You know who you are. You are the coach, the trainer, the owner, the too-busy person who doesn’t know where to start, what to write or when to stop perfecting and just publish that damn article. Let’s get some perspective here people – would you let one of your athletes not do a lift, move or WOD just because they haven’t perfected it yet? Need more perspective – would you not share a cue with your athletes & members just because you couldn’t say it perfectly. This is life people, aint no one or no thing perfect, so stop the excuses.
Just humbly admit you don’t know where to start and then …
1. Just Get Started
Don’t let your personality stop you. It’s just writing, carve out some time and just get to it – and for heaven’s sake people you aren’t looking for a Pulitzer Prize here. Just share info with your folks that is genuinely going to help them out. When’s the best time to write? Well you need to figure that out. For some you need to block off time or stay up late or create some sort of routine that will be your designated time … for others, it will be more spontaneous. I’ll suggest that you need to accommodate both, and here’s why …
2. Pick Something Relevant
So if you are going to set a time for writing you can be pretty strategic about what you are going to write about ahead of time. Give yourself some categories of information as a guideline: Monday is Nutrition, This week is Olympic lifts, Every three months will be about Shoes… You see where I’m going with that, be realistic about the frequency (definitely don’t say every day right out of the gate) and make sure the categories are going to be of benefit to your community. But be spontaneous too – maybe you just heard a great podcast, summarize it, rant about it or call out something specific and then share a link to it. Maybe a member asked a question today that others could benefit from – write about that right after it happens. Accommodating planned times & spontaneous times allow you to both strategically build good content for your community and stay relevant to current topics & members needs.
3. Find Your Voice
Whether it’s a rant or helpful tip or something funny, you don’t have to become this strange version of yourself that suddenly needs to gramatically gifted, politically correct or strangely serious. Relax, just be you. Think about how you would speak about the content you picked in person – if you cuss, cuss, if have an accent, accentuate it (I mean Y’alls and You’s can be written out) if you are very technical then geek the hell out. C’mon man, just own it.
In summary, you can slowly work up to your Best Seller author skills if that’s your goal but in the meantime, if you wouldn’t expect your members to do a perfect OHS on day one, don’t expect yourself to be the perfect writer right out of the gate.

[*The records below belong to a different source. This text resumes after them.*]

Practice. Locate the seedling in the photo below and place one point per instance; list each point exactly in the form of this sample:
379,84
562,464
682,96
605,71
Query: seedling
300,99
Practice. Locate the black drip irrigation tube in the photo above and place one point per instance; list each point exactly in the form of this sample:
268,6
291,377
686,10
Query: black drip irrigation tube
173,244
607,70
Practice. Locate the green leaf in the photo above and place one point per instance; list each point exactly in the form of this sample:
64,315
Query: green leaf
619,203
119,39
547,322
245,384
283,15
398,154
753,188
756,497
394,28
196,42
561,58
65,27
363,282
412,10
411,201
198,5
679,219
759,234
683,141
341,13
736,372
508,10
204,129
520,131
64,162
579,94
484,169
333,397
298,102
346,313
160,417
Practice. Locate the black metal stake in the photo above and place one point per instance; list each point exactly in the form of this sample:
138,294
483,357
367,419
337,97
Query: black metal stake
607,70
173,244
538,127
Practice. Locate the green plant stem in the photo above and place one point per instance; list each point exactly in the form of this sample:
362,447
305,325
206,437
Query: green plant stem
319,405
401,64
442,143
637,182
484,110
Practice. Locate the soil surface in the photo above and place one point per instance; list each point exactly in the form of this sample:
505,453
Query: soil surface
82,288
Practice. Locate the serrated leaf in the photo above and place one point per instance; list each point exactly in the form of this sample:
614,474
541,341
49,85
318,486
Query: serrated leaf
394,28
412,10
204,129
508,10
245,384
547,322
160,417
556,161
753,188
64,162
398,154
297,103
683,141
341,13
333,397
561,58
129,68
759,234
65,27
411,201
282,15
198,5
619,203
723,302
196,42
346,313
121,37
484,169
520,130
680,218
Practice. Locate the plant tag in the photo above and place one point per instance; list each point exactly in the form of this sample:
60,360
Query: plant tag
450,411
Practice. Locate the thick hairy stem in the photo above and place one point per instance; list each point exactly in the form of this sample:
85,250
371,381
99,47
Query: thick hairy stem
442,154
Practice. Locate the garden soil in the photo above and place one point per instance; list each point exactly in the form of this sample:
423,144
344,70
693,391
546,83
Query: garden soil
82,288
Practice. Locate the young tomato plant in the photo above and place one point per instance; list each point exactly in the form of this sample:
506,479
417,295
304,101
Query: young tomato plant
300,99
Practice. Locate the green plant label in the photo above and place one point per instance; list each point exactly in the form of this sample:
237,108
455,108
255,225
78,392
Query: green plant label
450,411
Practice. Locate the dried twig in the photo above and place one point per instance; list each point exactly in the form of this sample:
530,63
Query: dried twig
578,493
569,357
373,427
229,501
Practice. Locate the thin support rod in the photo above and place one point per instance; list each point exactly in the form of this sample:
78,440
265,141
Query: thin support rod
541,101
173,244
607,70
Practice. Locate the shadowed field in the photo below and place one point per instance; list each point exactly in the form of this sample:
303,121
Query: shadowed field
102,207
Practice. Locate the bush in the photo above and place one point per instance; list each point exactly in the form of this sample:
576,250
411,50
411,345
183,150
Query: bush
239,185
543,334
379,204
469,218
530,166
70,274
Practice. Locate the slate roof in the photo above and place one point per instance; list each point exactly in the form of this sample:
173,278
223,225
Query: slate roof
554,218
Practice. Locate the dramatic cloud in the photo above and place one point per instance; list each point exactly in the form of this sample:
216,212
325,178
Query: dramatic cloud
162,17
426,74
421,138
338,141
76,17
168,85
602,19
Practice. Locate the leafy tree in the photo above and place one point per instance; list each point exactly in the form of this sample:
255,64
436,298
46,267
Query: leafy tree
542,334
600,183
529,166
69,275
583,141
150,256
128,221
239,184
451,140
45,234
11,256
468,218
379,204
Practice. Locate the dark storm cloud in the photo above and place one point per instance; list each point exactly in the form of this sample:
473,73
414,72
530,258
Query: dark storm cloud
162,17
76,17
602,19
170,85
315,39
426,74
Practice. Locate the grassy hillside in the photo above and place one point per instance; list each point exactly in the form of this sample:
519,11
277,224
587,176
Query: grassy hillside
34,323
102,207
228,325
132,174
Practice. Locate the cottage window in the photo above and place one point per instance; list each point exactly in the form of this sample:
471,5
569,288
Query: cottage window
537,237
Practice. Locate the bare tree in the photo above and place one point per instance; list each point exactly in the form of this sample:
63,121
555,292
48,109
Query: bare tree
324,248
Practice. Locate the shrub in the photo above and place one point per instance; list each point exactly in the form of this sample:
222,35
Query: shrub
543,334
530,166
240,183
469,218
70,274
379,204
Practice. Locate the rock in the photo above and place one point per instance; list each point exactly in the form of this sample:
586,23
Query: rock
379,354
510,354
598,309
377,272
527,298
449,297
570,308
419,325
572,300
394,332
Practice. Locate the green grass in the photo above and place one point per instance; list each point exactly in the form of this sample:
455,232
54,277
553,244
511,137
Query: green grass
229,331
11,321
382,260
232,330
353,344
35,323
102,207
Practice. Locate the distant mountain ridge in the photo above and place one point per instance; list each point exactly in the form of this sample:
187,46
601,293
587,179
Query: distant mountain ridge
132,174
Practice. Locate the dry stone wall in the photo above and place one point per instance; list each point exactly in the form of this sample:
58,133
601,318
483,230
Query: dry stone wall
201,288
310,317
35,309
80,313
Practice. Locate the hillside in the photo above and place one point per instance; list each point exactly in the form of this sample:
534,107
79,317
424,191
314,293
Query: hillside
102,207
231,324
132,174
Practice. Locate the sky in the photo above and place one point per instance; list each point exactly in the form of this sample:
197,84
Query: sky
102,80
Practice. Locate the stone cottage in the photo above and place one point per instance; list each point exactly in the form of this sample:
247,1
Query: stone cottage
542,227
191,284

And that being said, also keep in mind that the goal of your writing is to help your current community get better (an extension of your coaching) or to attract new folks that could become new members – don’t be tricky about it, just be genuine.
Edit & Sidenote: this is not SEO advice or any promise to be ranked on page one of Google because most SEO strategies can change at the drop of a Penguin, but in my 15+ years in the marketing business the best advice for writing is still to be genuine, find your voice and write like a human.